Scivolai silenzioso negli stretti condotti di areazione, muovendomi spesso a passo di lumaca per non produrre nessun suono, approfittandone per dare un po' di riposo ai miei muscoli affaticati, mentre sentivo sotto di me il vociare e lo scalpiccio di persone allarmate alla mia disperata ricerca.
Le loro grida tuttavia mi erano utili, mi facevano capire quanto fossero in alto mare.
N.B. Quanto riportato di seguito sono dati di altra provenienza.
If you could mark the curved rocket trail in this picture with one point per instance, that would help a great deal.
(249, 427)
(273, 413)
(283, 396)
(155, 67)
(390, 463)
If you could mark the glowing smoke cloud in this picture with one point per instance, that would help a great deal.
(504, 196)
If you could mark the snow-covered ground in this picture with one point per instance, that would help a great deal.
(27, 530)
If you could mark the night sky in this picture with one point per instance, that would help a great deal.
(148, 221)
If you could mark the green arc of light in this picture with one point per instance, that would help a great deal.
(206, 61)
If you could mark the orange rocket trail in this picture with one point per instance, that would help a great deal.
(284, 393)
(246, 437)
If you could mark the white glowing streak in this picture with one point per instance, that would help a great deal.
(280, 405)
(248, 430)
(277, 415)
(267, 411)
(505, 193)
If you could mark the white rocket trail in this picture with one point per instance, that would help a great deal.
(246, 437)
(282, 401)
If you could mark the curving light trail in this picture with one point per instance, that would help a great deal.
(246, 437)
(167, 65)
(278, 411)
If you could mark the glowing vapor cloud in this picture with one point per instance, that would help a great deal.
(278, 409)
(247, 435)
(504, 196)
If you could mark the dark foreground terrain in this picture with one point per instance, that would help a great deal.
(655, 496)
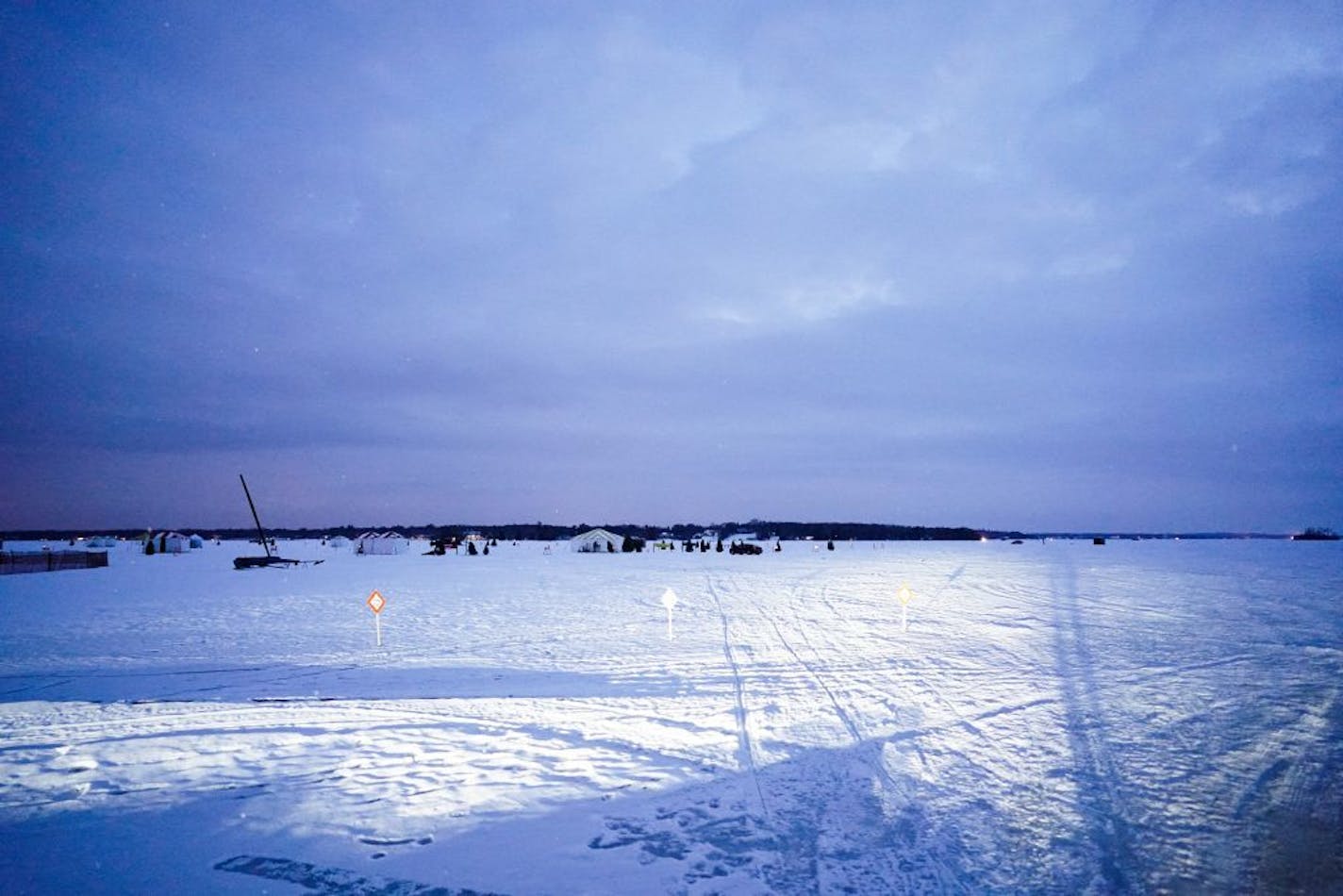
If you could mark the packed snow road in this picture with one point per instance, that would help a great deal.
(1053, 718)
Del resto io avevo studiato alla perfezione la struttura del Depuratore, quando ancora stavo pensando di infiltrarmi nel Reparto 7, mentre loro si muovevano alla cieca, battendo punti randomici dei condotti visto che ne ignoravano la complessa struttura. 
Passai attraverso i reparti più disparati, nascosto come un roditore che cerca di confondere il gatto che l'insegue, pregando di non uscire all'esterno in pieno giorno: sarebbe stato impossibile fuggire nel deserto sotto la luce del sole. 
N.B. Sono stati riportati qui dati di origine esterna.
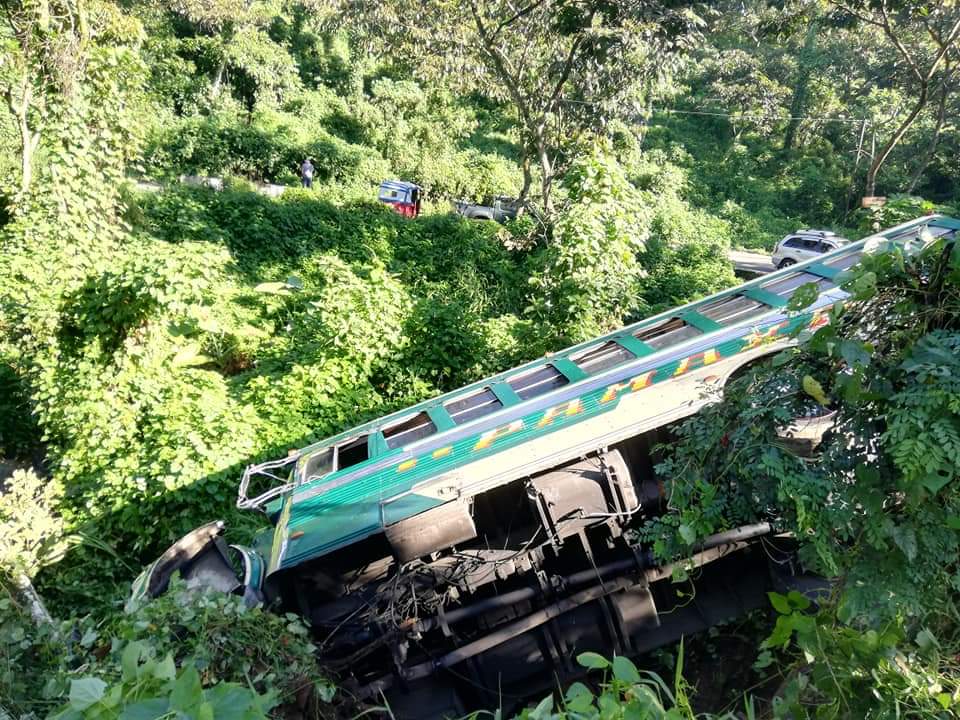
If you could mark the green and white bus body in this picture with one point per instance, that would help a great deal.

Per mia fortuna spuntai oltre una delle ventole superiori proprio nelle ultime luci morenti del tramonto, mentre i rari lampioni esterni ancora funzionanti venivano accesi e alle torrette si piazzavano i guardiani, accendendole con difficoltà visto che erano almeno una cinquantina d'anni che quelle posizioni non venivano utilizzate. 
Risi quasi vedendo le squadre indaffarate urlare e sbraitare alla ricerca di cavi, lampadine, circuiti per rimettere in funzione questa o quella torretta. 
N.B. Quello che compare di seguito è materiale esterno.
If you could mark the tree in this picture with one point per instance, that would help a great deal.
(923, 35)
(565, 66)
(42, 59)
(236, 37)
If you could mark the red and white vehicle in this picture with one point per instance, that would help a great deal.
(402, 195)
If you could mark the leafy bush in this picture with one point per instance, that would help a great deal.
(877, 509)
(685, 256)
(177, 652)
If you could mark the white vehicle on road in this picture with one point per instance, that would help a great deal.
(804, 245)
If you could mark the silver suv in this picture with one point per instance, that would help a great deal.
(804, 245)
Dopo aver atteso giusto quei pochi minuti che separavano il tramonto dalla comparsa delle sorelle stelle e della madre luna, mi allungai sui tetti, scivolando nell'ombra avvolto nella mantellina verde che avevo rubato per poi lanciarmi in basso, appena trovata l'occasione, per percorrere quel breve spazio di terra che separava gli edifici alla recinzione metallica e poi oltre, di nuovo tra la polvere, di nuovo nel deserto ma senza più nessun rifugio su cui contare, nessuno sporco materasso o bettola di frontiere in cui potermi distendermi con tranquillità, trovare un po' del giusto riposo. 
Presto si sarebbero resi conto da dove ero evaso e avrebbero sguinzagliato altri alla mia ricerca, presto ma non ora, ora dovevo trovare un posto per riprendere fiato, per rimettermi in forze, poi sarei tornato là, in quell'insediamento lontano le cui torri si ergevano nell'alabastro del firmamento. 
In realtà non lo notai subito anche se fin dalla prima occhiata qualcosa mi rese quello skyline sconosciuto, differente da come ricordavo di averlo lasciato. Alla fine ci arrivai, arrestando la mia corsa per la sorpresa, cercando nell'alto del cielo stellato oltre l'insediamento quella vecchia e familiare figura, l'edificio più alto: la torre radio non c'era più, al suo posto rimaneva solo altro cielo stellato.